ДОРА. Почему я постоянно встречаю вас на улице?
ФРАУ К. Твой отец – давний друг моего мужа, ты это знаешь. Наши семьи много лет близки, и я не понимаю…
ДОРА. Чего вы от него хотите? У вас есть муж. И что он хочет от вас?
ФРАУ К. Не думаю, что твой отец должен тебе что-то объяснять, Дора, и мне совершенно не нравится твой тон.
ДОРА. Раньше я думала, что вы – такая хорошая.
ФРАУ К. А теперь не думаешь? И что такого ужасного я, по-твоему, сделала?

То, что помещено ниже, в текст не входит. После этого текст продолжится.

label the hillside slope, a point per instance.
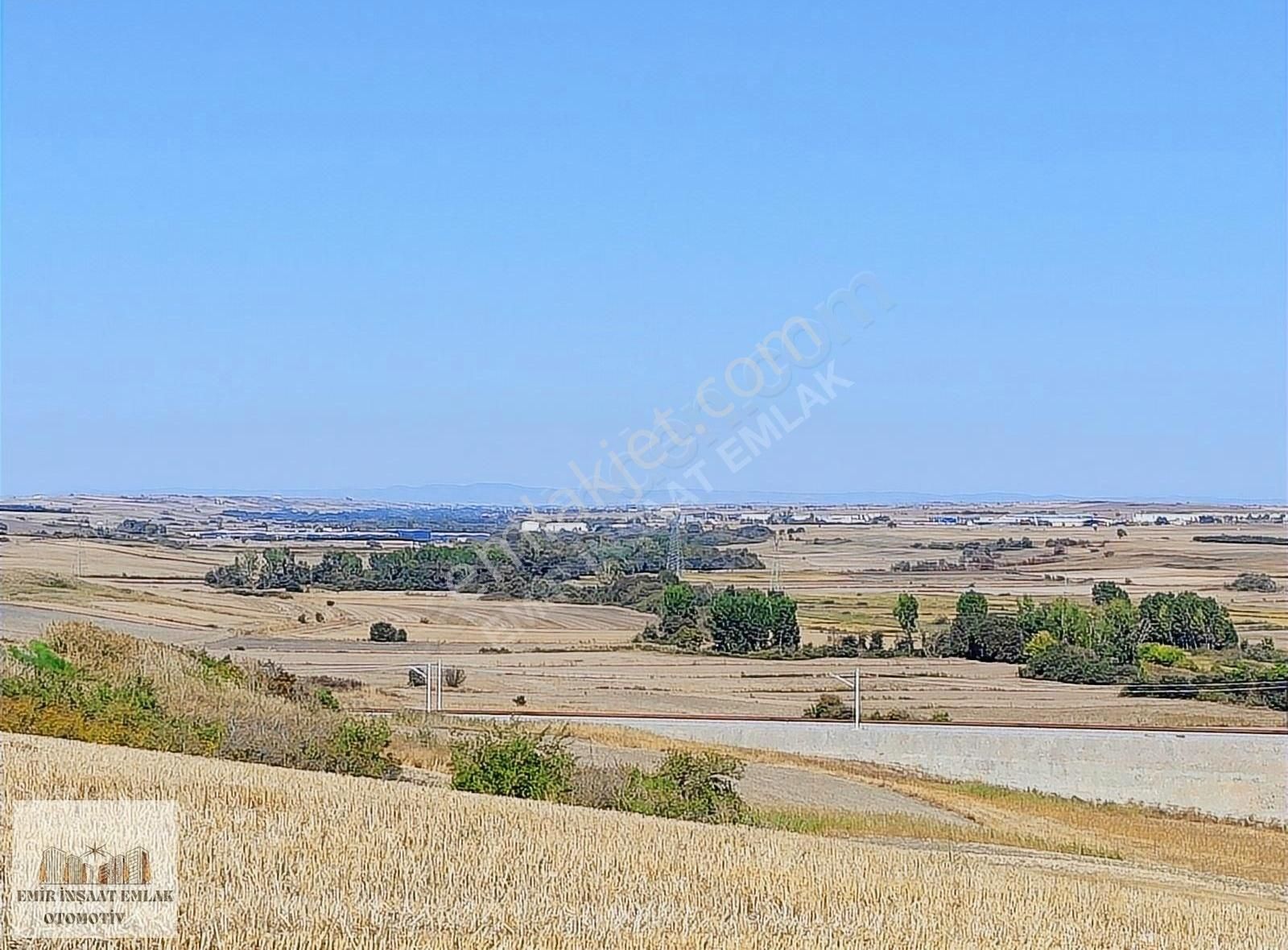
(275, 857)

ДОРА. А если я скажу маме? Это ее убьет.
ФРАУ К. Твоя мать не поймет, что ты пытаешься ей сказать. Я сама не очень-то понимаю. И незачем тебе так дуться. Мы всегда были такими добрыми подругами. Я по-прежнему считаю тебя самой близкой моей подругой, так что не думай обо мне плохо. Я ни в чем не повинна, клянусь. А что более важно, ты не должна расстраивать своего отца. Помни, что на мужчин надеяться никак нельзя, но твой отец – исключение из общего правила.
ДОРА. А ваш муж?
ФРАУ К. (Смотрит на ГЕРРА К.) Два исключения – не редкость. Не пытайся везде искать грязь, Дора, постоянные ревность и подозрительность жизнь не красят. Послушай, давай поиграем во взрослых и выпьем по чашке чая. Поболтаем и посмеемся, как прежде. Что скажешь?
ДОРА. Я ненавижу чай. Вкус у него, как у прокипяченной блевотины.
ФРАУ К. Хорошо, хочешь быть букой – имеешь право. На том и расстанемся. Если я тебе больше не нравлюсь, значит, я тебе больше не нравлюсь. Может, завтра твое отношение ко мне вновь переменится. Бедная Дора, так печалиться безо всякой на то причины. (Целует ее в лоб). А я тебя люблю, чтобы ты ни воображала на мой счет. Пойду куплю себе какую-нибудь забавную шляпу, так ты меня расстроила. Если хочешь, составь мне компанию. Нет? Пытайся быть счастливой, дорогая, у тебя впереди вся жизнь, не теряй времени даром, тревожась о нас. Найди себе милого молодого человека и будь счастлива. Твоя жизнь – крохотный огонек в огромной темной комнате, его так легко задуть. Всегда помни, что жизнь – всего лишь миг между прошлым и будущим, и ты должна найти способ пройти по ней в радости. Завтра я загляну к тебе, хорошо?
(ДОРА отворачивается. ФРАУ КЛИППШТЕЙН вздыхает и уходит. ДОРА собирается позвать ее, но подавляет это желание).